Fair informs people who think they can't afford a house

By Danielle Thomas - bio | email

BILOXI, MS (WLOX) - Dozens of people involved in the housing industry came together to help people achieve their dream of home ownership. Several groups partnered with the Mississippi Development Authority to put on the first Housing Opportunities Made Easy or 'HOME' fair in Biloxi.

Organizers say their goals were to give out helpful information and dispel misconceptions. Dr. John McKee says a desire to help people led him to a housing fair in Biloxi.

"I'm a physician," said Dr. McKee. "A lot of people who work in our offices have housing requirements and needs, and I wanted to find out what opportunities were available for them, as well."
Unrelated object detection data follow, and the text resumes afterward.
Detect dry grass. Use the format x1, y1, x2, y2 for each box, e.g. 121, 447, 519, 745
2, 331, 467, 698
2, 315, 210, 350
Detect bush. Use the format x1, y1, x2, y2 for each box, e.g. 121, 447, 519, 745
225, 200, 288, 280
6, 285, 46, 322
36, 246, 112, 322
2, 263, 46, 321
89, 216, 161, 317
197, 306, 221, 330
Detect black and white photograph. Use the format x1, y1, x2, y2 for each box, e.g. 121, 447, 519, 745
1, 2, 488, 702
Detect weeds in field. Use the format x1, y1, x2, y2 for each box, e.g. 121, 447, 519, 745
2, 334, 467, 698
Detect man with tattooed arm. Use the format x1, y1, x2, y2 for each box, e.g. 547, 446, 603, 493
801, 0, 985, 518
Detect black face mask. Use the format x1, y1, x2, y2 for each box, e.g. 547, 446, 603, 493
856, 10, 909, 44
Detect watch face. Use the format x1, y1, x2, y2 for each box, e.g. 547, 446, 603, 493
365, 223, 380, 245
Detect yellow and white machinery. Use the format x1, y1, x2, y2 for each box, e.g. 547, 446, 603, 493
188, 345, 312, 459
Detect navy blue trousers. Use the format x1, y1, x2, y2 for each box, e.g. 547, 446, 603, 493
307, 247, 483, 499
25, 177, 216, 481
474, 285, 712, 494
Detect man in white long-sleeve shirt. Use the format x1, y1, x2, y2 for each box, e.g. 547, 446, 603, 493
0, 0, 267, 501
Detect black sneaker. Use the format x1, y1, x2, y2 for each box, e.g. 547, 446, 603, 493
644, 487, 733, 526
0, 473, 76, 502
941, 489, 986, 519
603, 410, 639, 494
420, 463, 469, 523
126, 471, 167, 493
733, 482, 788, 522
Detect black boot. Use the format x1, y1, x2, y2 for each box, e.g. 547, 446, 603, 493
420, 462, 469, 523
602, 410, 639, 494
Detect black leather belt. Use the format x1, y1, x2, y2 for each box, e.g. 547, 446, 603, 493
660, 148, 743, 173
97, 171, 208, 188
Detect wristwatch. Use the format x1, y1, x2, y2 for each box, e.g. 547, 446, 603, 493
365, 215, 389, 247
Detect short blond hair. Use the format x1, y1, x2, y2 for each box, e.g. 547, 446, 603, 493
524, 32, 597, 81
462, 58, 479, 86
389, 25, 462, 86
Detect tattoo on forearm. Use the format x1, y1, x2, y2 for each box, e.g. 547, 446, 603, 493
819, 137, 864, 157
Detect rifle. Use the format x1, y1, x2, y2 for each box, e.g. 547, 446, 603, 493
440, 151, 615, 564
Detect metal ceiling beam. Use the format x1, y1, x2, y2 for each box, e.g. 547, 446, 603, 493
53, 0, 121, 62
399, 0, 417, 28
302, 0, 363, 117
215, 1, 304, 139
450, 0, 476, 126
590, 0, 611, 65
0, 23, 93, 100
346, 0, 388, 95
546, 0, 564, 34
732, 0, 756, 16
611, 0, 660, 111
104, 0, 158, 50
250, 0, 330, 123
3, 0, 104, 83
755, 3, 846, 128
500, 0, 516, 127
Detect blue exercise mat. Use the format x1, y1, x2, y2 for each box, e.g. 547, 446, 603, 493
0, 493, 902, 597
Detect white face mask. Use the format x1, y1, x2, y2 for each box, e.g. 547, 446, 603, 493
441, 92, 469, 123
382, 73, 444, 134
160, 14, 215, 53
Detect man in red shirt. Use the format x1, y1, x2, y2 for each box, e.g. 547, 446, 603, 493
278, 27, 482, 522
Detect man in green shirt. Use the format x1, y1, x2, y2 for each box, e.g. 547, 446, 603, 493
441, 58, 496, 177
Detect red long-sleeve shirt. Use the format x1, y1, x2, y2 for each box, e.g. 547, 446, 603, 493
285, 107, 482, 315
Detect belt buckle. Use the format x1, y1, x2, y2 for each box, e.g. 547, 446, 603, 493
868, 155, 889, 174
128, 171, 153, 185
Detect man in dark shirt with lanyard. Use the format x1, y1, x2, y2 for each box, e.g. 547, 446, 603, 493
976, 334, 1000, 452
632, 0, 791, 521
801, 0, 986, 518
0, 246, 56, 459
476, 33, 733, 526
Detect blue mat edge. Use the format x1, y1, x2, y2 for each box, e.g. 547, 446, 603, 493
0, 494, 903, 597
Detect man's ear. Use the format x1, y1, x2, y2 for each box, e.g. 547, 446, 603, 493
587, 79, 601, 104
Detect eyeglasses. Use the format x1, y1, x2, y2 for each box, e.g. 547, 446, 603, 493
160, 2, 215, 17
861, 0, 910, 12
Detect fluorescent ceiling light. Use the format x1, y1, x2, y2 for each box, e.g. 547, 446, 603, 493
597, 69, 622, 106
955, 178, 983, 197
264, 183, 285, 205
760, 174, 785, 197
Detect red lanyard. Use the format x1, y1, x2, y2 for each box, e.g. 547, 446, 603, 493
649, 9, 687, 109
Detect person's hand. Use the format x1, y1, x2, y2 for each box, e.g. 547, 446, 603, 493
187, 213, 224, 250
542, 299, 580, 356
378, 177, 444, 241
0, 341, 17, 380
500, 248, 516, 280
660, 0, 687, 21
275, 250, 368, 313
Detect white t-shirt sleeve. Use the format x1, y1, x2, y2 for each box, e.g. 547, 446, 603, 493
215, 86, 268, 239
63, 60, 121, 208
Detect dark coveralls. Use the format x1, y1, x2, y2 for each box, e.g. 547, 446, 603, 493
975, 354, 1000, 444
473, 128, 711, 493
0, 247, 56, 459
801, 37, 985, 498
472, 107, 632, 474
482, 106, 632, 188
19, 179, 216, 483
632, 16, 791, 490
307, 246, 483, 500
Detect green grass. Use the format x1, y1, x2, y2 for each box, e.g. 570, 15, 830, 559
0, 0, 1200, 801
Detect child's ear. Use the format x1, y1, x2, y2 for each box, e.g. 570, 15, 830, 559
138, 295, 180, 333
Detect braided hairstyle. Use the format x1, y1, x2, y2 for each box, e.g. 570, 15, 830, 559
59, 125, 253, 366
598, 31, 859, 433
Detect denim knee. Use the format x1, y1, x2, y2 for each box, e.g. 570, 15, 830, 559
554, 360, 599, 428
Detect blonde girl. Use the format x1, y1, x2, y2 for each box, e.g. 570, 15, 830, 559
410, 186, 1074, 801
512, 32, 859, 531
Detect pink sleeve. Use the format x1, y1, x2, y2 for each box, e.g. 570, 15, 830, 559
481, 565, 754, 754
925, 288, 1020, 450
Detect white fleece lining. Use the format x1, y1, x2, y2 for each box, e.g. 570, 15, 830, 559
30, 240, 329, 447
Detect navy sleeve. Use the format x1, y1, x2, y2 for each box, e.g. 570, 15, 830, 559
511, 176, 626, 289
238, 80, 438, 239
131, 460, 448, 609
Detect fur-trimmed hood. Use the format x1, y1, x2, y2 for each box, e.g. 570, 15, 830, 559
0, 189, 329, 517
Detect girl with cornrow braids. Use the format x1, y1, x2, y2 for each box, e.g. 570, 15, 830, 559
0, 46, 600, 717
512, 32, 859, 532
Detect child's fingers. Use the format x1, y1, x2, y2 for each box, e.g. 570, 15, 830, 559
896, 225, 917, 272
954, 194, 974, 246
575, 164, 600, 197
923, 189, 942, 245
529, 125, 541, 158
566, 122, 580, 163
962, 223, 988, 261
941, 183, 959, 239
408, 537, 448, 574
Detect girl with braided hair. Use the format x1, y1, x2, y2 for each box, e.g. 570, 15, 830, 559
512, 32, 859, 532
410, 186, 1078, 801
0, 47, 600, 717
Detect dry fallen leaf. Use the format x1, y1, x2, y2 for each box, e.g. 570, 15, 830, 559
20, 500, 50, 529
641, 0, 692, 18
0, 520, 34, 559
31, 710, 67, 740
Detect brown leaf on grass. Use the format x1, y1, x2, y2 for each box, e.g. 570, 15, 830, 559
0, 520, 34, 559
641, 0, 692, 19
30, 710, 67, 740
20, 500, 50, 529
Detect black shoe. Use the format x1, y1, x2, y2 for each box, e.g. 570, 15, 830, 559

The 'HOME' fair provided a chance for people looking for affordable housing to talk face to face with dozens of lenders, builders, counselors, realtors and more. Kim LaRosa is president of Gulf Coast Renaissance Corporation.

"It is a time saver," LaRosa said. "Instead of running around from agency to agency trying to figure out what is available for me, you come here."

"You can talk to everybody literally. You can walk around this room. You can find out about all the different programs and who would qualify you for a loan in today's lending market."

Because of increasing loan restrictions, housing experts say people often assume they don't meet the qualifications for buying a house.

"Most people are hesitant because of credit issues," said Reginald J. Esteen, counseling supervisor. "We can work with them on their credit issues to help them to clear up some discrepancies. There is also down payment assistance. They're hesitant because they don't have the down payment."

Dr. John McKee says it was nice to have so many friendly faces ready to answer his questions.

"It's great to have the individuals here," Dr. McKee said. "A lot of times you read an article, but here, you can actually talk with the people."

Housing counselors say not only do they help residents find funding to buy homes, but they also require people to take financial classes. Those classes are designed to help people avoid the pitfalls of foreclosure and adjustable rate mortgages.